Soundtrack

7/07/2017 01:25:00 AM |

Sempre gosto de dizer que o cinema nacional possui alguns pólos que não se conectam de forma alguma, sendo tão distintos que não tem como o mesmo público que assiste uma comédia boba goste de algo completamente introspectivo e que pontue ideias diferenciadas durante sua concepção. Ou seja, talvez você veja Selton Mello e Seu Jorge no pôster de "Soundtrack" e se interesse para ver qual ideia a trama vai mostrar e se não for realmente fã de dramas filosóficos com uma pegada até que bem ousada por trabalhar frio, solidão, músicas, ciência, entre outros pontos, certamente irá sair da sessão se perguntando o que foi fazer naquela sala. Não digo em momento algum que o longa soe cansativo, seja ruim, ou chato, só que é daqueles que só quem realmente gosta disso, irá gostar do que verá, pois o trabalho da dupla de diretores 300ml (Bernardo Dutra e Manitou Felipe) é algo bem elaborado, feito com minúcias, e que mostrou que nem sempre você será bem recebido por uma equipe.

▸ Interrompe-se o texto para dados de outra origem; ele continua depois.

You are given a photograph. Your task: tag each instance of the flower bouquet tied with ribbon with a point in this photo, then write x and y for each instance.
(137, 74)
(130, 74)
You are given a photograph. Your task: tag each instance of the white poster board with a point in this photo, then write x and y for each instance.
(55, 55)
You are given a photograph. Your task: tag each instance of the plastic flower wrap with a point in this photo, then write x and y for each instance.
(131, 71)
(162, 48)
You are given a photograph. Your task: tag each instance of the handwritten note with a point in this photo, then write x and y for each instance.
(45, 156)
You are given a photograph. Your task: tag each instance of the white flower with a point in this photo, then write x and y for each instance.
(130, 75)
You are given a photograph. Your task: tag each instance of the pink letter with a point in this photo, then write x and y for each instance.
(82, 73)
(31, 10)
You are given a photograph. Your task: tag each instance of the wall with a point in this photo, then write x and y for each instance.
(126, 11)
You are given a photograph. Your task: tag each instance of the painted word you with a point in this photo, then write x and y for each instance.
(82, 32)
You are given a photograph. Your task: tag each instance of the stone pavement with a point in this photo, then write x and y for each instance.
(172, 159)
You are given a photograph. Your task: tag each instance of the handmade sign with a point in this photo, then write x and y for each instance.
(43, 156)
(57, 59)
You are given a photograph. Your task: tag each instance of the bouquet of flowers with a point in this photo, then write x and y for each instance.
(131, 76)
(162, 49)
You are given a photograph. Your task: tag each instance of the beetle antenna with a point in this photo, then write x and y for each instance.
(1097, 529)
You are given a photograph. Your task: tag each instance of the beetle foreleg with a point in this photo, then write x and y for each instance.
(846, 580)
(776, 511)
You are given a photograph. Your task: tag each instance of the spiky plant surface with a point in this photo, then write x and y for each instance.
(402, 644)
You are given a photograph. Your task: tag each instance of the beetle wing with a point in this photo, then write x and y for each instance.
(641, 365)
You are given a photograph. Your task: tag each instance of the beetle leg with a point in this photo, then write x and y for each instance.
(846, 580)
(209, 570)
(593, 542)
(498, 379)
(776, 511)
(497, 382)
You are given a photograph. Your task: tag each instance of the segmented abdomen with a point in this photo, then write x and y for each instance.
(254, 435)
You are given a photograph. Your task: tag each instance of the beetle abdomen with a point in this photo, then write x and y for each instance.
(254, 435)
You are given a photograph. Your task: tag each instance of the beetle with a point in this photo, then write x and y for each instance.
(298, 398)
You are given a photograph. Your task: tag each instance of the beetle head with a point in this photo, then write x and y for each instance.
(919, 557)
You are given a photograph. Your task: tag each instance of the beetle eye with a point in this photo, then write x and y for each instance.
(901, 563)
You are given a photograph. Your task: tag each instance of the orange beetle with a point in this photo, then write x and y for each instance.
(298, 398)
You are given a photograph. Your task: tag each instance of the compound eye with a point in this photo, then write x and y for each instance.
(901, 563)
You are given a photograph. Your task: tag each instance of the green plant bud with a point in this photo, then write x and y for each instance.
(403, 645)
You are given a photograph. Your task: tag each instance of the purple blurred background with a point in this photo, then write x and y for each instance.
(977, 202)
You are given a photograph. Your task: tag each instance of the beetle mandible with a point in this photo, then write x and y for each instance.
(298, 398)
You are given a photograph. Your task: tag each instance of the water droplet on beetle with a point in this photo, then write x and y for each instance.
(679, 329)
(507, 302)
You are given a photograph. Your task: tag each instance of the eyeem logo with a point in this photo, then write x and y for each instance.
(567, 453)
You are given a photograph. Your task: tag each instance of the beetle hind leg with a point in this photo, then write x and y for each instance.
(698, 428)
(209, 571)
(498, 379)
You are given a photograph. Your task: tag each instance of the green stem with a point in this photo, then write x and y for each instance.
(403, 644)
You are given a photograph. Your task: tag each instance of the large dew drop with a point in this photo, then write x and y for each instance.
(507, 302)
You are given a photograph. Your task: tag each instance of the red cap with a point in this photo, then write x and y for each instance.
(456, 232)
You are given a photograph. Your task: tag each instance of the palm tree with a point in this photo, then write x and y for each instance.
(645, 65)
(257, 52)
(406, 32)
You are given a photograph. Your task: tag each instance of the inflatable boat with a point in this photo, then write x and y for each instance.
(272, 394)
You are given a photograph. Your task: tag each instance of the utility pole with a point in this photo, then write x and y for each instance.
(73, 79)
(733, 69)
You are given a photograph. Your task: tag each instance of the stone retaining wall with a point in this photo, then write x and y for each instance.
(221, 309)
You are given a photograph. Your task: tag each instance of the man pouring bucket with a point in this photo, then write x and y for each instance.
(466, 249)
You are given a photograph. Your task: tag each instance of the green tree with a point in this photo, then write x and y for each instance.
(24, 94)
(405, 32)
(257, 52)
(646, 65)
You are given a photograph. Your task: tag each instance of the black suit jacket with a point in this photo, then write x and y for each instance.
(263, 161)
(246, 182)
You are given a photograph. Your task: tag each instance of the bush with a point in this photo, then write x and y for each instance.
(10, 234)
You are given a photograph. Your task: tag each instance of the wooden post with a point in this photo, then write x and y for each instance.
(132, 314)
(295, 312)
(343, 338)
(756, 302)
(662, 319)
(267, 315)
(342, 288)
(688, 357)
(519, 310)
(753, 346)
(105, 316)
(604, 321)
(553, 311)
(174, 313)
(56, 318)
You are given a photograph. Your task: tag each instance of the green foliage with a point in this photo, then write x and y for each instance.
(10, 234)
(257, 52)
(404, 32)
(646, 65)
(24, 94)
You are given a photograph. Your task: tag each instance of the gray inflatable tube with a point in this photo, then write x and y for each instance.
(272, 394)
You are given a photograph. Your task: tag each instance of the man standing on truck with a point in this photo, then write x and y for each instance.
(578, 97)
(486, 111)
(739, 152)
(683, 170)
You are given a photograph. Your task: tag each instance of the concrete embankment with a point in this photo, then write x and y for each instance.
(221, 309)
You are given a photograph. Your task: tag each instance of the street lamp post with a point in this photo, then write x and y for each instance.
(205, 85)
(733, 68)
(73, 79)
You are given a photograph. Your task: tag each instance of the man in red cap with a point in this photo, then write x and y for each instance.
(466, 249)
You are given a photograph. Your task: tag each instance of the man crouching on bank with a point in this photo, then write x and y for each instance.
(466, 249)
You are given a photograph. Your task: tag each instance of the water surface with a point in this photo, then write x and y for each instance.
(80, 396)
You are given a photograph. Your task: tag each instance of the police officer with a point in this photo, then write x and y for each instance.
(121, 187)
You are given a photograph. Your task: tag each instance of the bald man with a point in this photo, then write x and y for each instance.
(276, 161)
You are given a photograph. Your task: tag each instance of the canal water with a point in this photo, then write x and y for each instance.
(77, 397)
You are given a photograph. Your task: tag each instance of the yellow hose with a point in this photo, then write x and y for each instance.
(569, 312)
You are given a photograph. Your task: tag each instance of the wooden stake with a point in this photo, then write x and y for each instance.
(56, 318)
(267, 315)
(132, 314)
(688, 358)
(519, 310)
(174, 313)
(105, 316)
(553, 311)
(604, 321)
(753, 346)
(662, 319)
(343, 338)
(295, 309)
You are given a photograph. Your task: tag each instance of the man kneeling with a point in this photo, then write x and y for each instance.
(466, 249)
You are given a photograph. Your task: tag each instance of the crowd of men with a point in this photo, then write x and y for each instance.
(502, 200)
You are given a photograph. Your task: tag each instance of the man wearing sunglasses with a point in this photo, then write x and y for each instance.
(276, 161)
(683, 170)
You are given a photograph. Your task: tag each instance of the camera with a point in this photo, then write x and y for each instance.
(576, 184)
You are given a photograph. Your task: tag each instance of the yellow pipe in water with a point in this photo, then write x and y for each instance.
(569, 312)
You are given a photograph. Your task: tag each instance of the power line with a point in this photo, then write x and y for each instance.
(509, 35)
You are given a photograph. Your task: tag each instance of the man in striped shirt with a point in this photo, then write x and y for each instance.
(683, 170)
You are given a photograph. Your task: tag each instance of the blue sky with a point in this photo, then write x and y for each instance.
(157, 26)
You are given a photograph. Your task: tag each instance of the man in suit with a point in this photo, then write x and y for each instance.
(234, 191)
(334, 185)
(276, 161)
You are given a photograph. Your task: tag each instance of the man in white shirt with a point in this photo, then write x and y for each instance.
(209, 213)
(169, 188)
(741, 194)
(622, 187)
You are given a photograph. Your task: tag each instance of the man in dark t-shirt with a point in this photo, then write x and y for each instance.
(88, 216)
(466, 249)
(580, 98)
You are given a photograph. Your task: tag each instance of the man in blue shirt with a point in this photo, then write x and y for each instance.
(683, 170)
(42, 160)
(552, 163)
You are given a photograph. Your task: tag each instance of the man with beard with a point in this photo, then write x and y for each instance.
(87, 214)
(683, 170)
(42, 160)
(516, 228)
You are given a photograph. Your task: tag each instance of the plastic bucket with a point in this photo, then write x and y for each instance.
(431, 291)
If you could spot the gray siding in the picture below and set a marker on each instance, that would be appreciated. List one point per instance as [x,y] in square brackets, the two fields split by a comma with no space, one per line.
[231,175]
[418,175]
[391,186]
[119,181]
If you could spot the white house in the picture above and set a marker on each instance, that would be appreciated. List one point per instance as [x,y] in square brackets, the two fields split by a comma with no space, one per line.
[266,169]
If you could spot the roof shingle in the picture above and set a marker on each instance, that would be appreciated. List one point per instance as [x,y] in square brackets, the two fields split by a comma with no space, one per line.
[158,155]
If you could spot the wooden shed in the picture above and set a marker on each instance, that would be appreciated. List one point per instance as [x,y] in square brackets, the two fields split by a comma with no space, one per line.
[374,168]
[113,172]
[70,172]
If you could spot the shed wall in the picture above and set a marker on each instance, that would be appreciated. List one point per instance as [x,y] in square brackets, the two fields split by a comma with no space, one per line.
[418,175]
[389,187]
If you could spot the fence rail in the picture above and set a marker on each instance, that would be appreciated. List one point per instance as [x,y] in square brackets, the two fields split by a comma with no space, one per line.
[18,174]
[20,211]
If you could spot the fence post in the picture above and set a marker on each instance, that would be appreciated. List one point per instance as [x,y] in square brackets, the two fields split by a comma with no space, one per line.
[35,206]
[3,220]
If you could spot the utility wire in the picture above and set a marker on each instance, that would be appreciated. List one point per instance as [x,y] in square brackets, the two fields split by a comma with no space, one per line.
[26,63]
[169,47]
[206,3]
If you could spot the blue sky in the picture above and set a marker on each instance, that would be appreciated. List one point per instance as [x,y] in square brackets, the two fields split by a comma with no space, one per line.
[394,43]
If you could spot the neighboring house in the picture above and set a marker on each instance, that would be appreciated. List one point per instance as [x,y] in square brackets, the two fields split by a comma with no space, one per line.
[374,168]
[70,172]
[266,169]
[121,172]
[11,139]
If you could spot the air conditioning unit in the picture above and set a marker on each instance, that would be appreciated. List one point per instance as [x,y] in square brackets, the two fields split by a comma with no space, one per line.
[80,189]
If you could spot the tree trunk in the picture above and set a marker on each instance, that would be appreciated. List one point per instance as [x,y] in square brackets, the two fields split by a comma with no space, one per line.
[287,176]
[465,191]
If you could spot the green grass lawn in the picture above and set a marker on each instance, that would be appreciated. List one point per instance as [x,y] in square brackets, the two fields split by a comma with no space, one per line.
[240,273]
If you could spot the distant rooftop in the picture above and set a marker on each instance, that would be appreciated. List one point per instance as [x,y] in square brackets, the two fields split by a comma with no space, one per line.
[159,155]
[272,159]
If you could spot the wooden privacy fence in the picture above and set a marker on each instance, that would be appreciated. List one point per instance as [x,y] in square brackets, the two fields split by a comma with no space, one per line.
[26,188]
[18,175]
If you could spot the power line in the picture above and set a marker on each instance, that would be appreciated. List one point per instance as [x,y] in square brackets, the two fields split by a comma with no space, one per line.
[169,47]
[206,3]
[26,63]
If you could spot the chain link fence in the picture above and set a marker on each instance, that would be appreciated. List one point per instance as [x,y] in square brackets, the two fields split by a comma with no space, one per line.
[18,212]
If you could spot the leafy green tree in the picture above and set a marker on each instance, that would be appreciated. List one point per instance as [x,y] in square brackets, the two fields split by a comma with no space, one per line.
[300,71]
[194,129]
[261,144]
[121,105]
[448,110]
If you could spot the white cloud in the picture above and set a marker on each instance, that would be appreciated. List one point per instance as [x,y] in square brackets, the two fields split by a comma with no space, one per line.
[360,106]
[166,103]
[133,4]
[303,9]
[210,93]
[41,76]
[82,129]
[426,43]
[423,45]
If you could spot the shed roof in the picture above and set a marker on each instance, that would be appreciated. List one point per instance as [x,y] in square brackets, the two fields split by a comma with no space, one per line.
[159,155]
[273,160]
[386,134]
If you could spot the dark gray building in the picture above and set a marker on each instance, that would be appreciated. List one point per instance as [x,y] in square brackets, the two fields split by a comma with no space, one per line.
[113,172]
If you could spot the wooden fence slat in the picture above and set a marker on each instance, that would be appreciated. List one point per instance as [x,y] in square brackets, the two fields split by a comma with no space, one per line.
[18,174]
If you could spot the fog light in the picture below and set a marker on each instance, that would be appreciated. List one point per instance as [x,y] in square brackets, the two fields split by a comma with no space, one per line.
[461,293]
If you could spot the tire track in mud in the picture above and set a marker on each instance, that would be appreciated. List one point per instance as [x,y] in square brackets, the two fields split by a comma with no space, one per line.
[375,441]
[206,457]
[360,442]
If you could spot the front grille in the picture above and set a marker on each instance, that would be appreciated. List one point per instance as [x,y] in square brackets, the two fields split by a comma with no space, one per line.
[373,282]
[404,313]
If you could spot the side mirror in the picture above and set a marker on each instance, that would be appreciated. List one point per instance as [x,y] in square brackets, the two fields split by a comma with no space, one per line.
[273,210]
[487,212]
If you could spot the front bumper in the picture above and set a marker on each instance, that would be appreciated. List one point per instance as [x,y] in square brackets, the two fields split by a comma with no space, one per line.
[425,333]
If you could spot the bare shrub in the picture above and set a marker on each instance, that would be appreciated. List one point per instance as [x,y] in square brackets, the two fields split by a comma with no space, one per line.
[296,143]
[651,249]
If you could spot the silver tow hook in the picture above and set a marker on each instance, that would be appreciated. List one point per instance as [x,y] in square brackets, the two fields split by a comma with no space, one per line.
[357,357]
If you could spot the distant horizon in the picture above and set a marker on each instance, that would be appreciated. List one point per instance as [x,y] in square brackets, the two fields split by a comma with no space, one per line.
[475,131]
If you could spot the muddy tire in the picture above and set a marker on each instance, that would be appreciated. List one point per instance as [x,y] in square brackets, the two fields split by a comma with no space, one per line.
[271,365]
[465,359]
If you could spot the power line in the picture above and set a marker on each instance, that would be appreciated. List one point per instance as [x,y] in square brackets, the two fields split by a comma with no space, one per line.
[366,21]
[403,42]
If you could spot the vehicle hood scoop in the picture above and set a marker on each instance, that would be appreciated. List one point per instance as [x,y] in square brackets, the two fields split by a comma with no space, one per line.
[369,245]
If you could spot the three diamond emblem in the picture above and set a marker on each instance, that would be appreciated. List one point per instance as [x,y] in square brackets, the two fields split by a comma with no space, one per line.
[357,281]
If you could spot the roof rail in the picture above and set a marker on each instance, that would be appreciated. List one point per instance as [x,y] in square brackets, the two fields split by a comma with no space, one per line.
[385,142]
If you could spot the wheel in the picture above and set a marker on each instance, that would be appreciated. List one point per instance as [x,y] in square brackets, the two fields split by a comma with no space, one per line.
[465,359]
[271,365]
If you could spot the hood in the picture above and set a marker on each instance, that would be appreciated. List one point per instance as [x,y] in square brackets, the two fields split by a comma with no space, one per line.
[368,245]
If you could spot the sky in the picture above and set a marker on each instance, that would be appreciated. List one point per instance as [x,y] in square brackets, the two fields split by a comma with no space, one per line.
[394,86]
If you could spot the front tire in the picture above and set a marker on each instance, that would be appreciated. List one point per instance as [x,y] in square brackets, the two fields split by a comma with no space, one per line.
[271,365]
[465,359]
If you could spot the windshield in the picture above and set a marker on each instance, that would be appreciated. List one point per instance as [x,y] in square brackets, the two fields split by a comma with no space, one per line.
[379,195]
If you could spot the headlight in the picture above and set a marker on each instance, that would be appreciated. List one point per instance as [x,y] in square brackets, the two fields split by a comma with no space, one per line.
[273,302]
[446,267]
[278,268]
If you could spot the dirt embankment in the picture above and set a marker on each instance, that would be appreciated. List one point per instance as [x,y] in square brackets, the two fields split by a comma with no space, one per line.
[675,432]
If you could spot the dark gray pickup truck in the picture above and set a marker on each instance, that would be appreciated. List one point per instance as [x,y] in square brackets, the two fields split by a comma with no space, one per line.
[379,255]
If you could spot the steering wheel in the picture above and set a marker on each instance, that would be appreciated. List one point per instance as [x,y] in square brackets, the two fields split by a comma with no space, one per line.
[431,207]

A sinopse nos conta que o fotógrafo Cris viaja para uma estação de pesquisa polar, onde pretende realizar selfies para uma exposição de arte. Sua ideia é reproduzir em imagens as sensações causadas pelas músicas de uma playlist selecionada para a experiência. Lá ele se surpreenderá com visões de mundo completamente diferentes, na companhia de quatro cientistas que se dedicam a projetos grandiosos: Cao, botânico brasileiro que investiga a flora em situações extremas; o britânico Mark, especializado em aquecimento global; o biólogo chinês Huang e o pesquisador dinamarquês Rafnar. Juntos, eles descobrirão novos pontos de vista a respeito da vida e da arte.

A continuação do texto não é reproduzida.